Blocked-Short entries pertain to loads waiting for its address to be produced by a short-latency operation.
Blocked-Long entries belong to load instructions whose address depends on a long-latency operation. In the case of integer applications, this represents a significant fraction of the allocated load queue entries. This is because pointer chains are quite common in this type of applications.
Finally, Dead entries correspond to load instructions that have been executed and are not subject to replay traps, i.e., the addresses of all previous stores in program order have been resolved. For SpecFP applications, Figure 5 shows that, at about 1,600 in-flight instructions, as many as 75 percent of the approximately 400 allocated load queue entries are Dead. Traditional out-of-order processors keep these entries until their load retires, but aggressive implementations to recycle them have been proposed [6] . Figure 6 shows the average number of allocated store queue entries. They are classified as follows:
E. Store queue
Ready entries represent store instructions whose address and source operand are available, and are only waiting to reach the ROB head to execute. Under the right conditions, these entries could be recycled before their store executes [6] . In general, however, exception handling and other issues still mandate in-order execution of stores.

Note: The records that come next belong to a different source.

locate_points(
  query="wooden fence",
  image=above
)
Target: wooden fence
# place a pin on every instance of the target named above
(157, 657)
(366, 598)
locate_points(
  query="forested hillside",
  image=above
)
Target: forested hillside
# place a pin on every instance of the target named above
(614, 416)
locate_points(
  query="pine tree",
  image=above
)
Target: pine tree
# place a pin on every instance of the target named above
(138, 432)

Address Ready entries correspond to stores whose address is ready, but are still waiting for the data. These represent a significant part of all in-flight stores. In general, these entries could also be recycled if disambiguation with earlier memory operations is no longer necessary [6] .

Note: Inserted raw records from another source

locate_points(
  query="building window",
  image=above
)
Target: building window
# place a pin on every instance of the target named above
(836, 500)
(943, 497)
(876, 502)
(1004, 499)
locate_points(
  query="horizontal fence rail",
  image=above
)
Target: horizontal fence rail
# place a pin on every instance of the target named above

Blocked-Long entries relate to store instructions whose address depends on a long-latency operation. Notice that this category is nearly inexistent in floating point applications, since it is mostly data and not addresses that depend on longlatency operations.

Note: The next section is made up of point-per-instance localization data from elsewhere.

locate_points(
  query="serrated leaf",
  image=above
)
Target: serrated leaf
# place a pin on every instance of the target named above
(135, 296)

Finally, Blocked-Short entries correspond to stores waiting for its address to be produced by short-latency operations. At about 1,600 in-flight instructions, Figure 6 shows that, in SpecFP applications, only 25 percent of approximately 200 allocated store queue entries fall under this category.
III. CONCLUSION
In this paper we have provided quantitative evidence that, in the pursuit of large numbers of in-flight instructions to tolerate long memory latencies in current out-of-order processors, resources identified as critical to attaining high performance are in fact increasingly underutilized. Specifically, we have looked at register files, instruction queues, and load and store queues. We have broken down allocated resources into several categories according to how they are used, and found that a significant fraction of allocated resources actually does not contribute to execution.
Given the impact that the size of such critical resources have in the clock cycle time, we conclude from our study that a research focus is needed on resource-conscious processor architectures, in which to manage smaller, faster resources more efficiently.